PENGADILAN PAJAK (1)

Begini Sejarah Pengadilan Pajak

Hamida Amri Safarina
Selasa, 10 Maret 2020 | 16.52 WIB
Begini Sejarah Pengadilan Pajak

Ilustrasi. 

PERBEDAAN interpretasi hukum maupun perhitungan antara wajib pajak dan otoritas pajak dapat menimbulkan terjadinya sengketa pajak. Untuk memfasilitasi penyelesaian sengketa pajak, pemerintah membangun suatu institusi penegakan hukum yang khusus menyelesaikan sengketa pajak yang saat ini dikenal sebagai ‘pengadilan pajak’.

Pengadilan pajak berperan sebagai wadah untuk mencari keadilan dan pemulihan hak-hak bagi pihak-pihak yang bersengketa. Melihat pentingnya peran pengadilan pajak maka wajib pajak perlu memahami perkembangan, kewenangan, kedudukan, ruang lingkup, fungsi, ketentuan pembuktian, hingga proses beracara di pengadilan pajak. Dalam artikel ini diulas terlebih dahulu mengenai perkembangan pengadilan pajak dari masa ke masa.

Institusi Pertimbangan Pajak

SECARA historis, upaya penyelesaian sengketa pajak telah ada sejak lama, bahkan sebelum kemerdekaan Indonesia. Pemerintah telah memprediksikan terkait adanya sengketa pajak sejak zaman penjajahan Belanda di Indonesia. Saat itu, sebagai solusi timbulnya sengketa pajak maka didirikan Institusi Pertimbangan Pajak (IPP) pada 1915 (Purwito dan Komariah, 2007).

Tujuan dibentuknya institusi ini adalah untuk mempertahankan hak-hak wajib pajak dan otoritas pajak di bidang perpajakan. Pembentukan tersebut tertuang dalam Staatsblad No.707/1915. Pihak-pihak yang tergabung dalam institusi ini terdiri dari unsur pemerintah, pengusaha dan para ahli perpajakan.
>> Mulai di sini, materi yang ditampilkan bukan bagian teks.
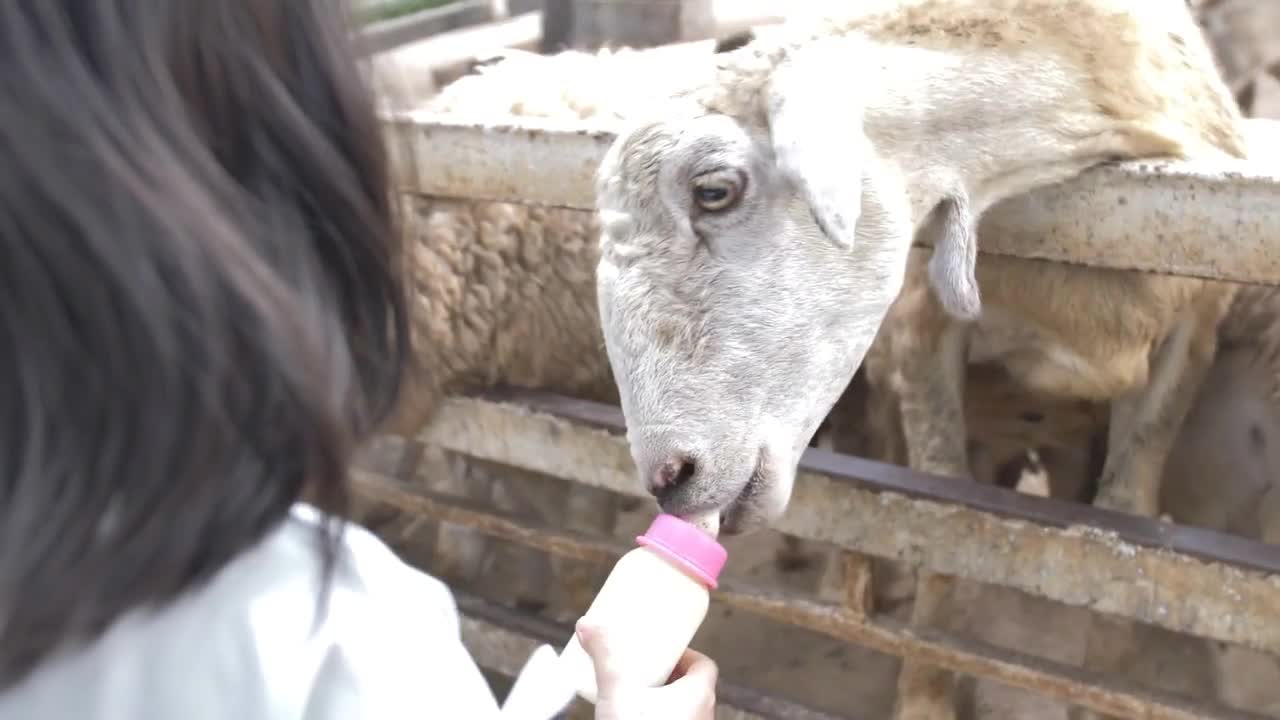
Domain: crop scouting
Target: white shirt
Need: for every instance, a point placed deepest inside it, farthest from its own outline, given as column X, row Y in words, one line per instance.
column 242, row 647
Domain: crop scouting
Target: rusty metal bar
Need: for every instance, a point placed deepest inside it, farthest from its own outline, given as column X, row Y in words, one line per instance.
column 1211, row 219
column 1063, row 682
column 501, row 639
column 1184, row 579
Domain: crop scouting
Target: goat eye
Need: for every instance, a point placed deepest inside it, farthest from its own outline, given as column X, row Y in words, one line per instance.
column 717, row 191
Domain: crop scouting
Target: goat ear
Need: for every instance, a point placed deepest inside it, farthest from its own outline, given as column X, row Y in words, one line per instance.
column 818, row 140
column 954, row 265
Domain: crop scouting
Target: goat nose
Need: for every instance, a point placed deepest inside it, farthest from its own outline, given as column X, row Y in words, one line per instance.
column 670, row 475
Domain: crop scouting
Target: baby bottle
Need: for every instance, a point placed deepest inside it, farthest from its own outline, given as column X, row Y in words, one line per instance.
column 652, row 604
Institusi ini hanya berkedudukan di Batavia (sekarang Jakarta) dengan pertimbangan bahwa kota ini menjadi pusat perdagangan.

Perkembangan penting selanjutnya adalah ketika diundangkannya Staatsblad 1927 No.29 yang menggantikan Staatsblad No.707/1915. Perubahan penting dari peraturan tersebut terkait jabatan Ketua IPP yang digantikan dari Menteri Keuangan ke Wakil Ketua Mahkamah Agung Hindia Belanda.
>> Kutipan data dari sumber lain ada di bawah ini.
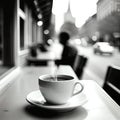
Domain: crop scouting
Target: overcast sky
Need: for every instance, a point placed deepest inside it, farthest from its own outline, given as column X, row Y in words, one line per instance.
column 81, row 9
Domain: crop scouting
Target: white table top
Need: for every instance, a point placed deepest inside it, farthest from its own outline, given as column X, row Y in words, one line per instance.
column 13, row 104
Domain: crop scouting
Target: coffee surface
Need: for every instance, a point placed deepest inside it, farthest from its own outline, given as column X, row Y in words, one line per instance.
column 58, row 78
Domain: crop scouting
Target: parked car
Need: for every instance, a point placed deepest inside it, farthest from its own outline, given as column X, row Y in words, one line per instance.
column 103, row 48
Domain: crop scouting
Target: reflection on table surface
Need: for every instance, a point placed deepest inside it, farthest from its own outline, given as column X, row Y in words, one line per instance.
column 13, row 104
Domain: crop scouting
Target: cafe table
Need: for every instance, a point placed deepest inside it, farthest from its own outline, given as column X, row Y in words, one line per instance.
column 14, row 106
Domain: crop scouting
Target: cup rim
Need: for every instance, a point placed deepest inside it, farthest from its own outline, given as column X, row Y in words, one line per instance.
column 41, row 77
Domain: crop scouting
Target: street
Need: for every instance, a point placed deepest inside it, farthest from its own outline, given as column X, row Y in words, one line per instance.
column 97, row 64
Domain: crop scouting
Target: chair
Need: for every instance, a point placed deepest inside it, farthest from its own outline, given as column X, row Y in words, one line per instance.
column 112, row 83
column 79, row 65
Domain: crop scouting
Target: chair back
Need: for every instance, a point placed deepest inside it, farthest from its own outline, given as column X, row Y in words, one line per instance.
column 112, row 83
column 79, row 65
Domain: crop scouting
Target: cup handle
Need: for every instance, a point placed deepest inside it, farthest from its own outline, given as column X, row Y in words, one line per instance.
column 79, row 90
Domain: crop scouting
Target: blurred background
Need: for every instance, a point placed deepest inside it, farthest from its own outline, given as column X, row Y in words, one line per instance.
column 26, row 23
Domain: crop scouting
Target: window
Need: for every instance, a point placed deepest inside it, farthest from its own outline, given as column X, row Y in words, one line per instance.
column 21, row 34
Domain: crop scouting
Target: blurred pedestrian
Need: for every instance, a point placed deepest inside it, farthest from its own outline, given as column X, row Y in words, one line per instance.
column 69, row 51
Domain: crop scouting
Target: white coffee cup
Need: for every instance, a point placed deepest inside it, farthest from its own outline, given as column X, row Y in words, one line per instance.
column 58, row 90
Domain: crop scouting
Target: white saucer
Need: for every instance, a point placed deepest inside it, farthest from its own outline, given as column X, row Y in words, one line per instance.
column 36, row 98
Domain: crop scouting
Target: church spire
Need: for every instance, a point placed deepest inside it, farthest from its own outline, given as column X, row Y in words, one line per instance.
column 68, row 15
Proklamasi kemerdekaan Indonesia membawa berbagai perubahan yang mempengaruhi keberadaan IPP. Akan tetapi, keberadaan institusi ini tetap dipertahankan dan diatur dalam aturan peralihan Undang-Undang Dasar (UUD) 1945.

Dengan diaturnya dalam konstitusi, IPP masih berlaku hingga pemerintah Indonesia melakukan peninjauan kembali pada 1959. Dengan diundangkannya UU No.5/1959  tentang Pengubahan ‘Regeling Van Het Beroep In Belastingzaken’, dibentuklah Majelis Pertimbangan Pajak (MPP).
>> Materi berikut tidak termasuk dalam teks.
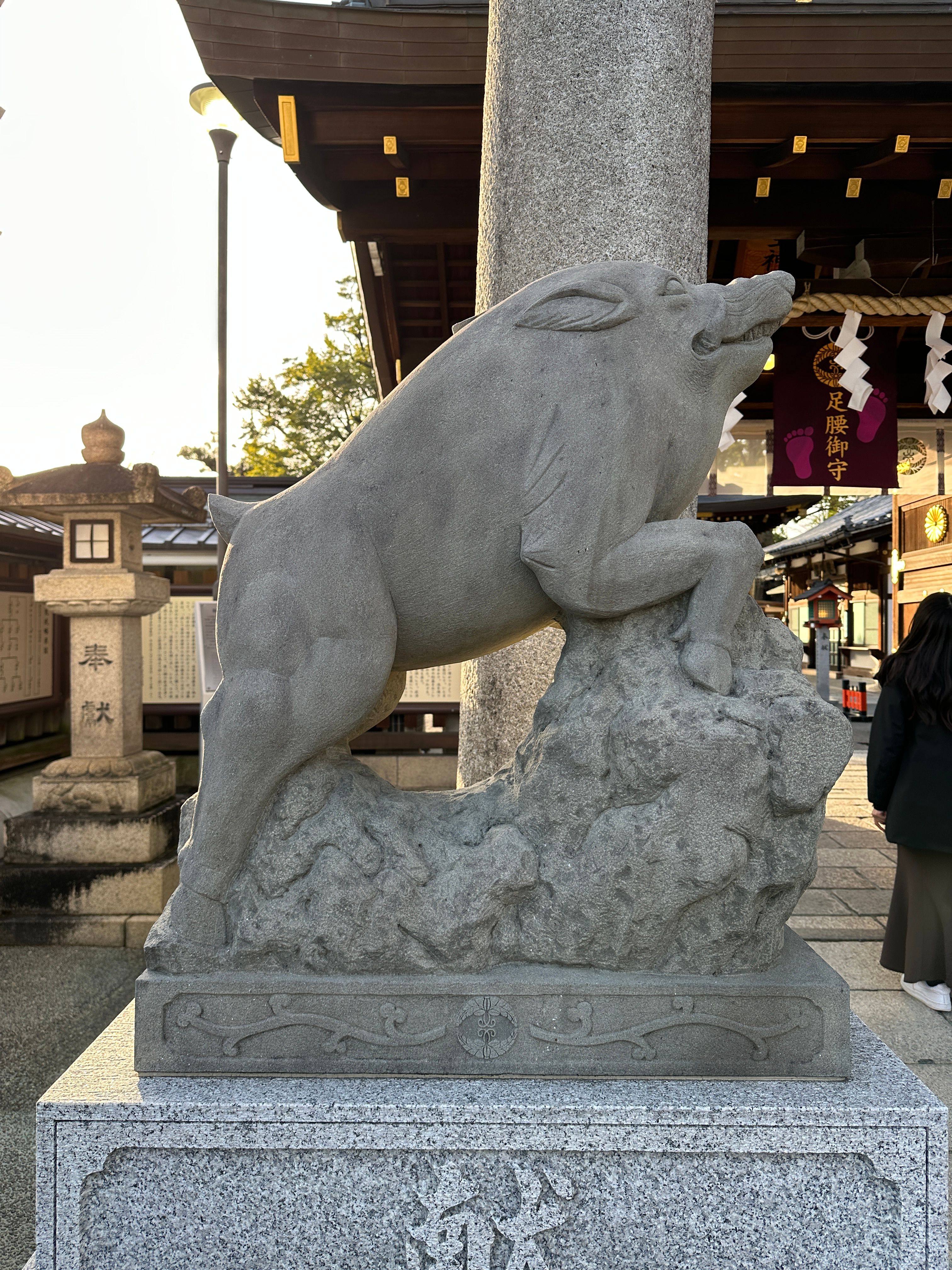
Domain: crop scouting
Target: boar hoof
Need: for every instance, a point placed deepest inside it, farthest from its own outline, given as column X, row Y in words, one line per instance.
column 197, row 919
column 707, row 665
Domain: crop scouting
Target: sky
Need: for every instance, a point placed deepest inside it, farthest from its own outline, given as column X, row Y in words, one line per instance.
column 108, row 188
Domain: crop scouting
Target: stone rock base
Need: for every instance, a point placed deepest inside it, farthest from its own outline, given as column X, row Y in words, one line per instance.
column 791, row 1020
column 202, row 1174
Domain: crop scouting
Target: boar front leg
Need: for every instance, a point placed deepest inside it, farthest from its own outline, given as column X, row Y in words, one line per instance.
column 715, row 562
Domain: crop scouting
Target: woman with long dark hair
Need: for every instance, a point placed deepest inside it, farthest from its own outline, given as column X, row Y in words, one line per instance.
column 909, row 771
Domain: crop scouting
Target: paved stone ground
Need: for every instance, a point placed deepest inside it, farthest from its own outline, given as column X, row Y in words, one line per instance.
column 850, row 897
column 55, row 1001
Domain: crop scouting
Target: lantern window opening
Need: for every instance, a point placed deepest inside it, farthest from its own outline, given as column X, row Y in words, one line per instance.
column 92, row 543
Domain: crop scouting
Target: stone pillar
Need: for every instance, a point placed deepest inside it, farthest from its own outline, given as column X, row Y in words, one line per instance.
column 596, row 146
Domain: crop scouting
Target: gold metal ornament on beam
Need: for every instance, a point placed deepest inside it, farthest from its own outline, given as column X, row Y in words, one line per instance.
column 936, row 524
column 287, row 121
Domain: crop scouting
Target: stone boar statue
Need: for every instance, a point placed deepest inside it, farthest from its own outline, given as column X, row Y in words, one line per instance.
column 535, row 464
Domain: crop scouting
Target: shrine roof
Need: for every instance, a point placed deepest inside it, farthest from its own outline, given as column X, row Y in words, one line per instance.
column 857, row 521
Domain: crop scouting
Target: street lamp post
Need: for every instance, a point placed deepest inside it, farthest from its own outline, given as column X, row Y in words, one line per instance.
column 219, row 113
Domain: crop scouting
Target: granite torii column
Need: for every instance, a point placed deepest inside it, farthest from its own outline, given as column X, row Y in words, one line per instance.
column 596, row 146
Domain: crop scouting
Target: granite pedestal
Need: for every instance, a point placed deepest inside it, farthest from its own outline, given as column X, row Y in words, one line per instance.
column 521, row 1020
column 141, row 1174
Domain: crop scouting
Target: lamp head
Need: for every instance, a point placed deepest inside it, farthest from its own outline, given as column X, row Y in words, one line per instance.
column 215, row 108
Majelis Pertimbangan Pajak

MATERI yang tertuang dalam UU No.5/1959 sebenarnya tidak banyak perbedaan dengan Staatsblad 1927 No.29 karena hanya mengatur mengenai istilah dan sebutan. Selain itu, ada penegasan bahwa MPP memiliki kedudukan sebagai pengadilan administratif.

Dengan terbentuknya majelis ini maka kewenangan untuk memeriksa dan memutus permohonan banding atas keberatan yang diajukan oleh wajib pajak melekat pada MPP. MPP tidak hanya berwenang menyelesaikan sengketa pajak pusat, tetapi juga pajak daerah. Setelah MPP terbentuk, sengketa pajak yang terus menumpuk dapat diselesaikan di bawah kepemimpinan Soerjono Sastrohadikoesoemo (Anwar dan Subroto, 2008).

Saat itu, penggunaan nama MPP dianggap kurang sesuai karena menimbulkan intepretasi yang salah terkait fungsi badan ini yang hanya bertugas memberikan pertimbangan tanpa memutus perkara. Namun, sebutan MPP masih terus digunakan hingga didirikannya Badan Penyelesaian Sengketa Pajak (BPSP) melalui UU No.17/1997 tentang Badan Penyelesaian Sengketa Pajak.

Badan Penyelesaian Sengketa Pajak

BPSP dibentuk untuk menggantikan tugas-tugas MPP yang dianggap sudah tidak memadai dan tidak sesuai dengan kebutuhan dalam menyelesaikan sengketa pajak. Dalam Pasal 2 UU No.17/1997 ditegaskan mengenai kedudukan BPSP sebagai Badan Peradilan Pajak yang dimaksud dalam Penjelasan Pasal 27 UU No.6/1983 tentang Ketentuan Umum dan Tata Cara Perpajakan (UU KUP).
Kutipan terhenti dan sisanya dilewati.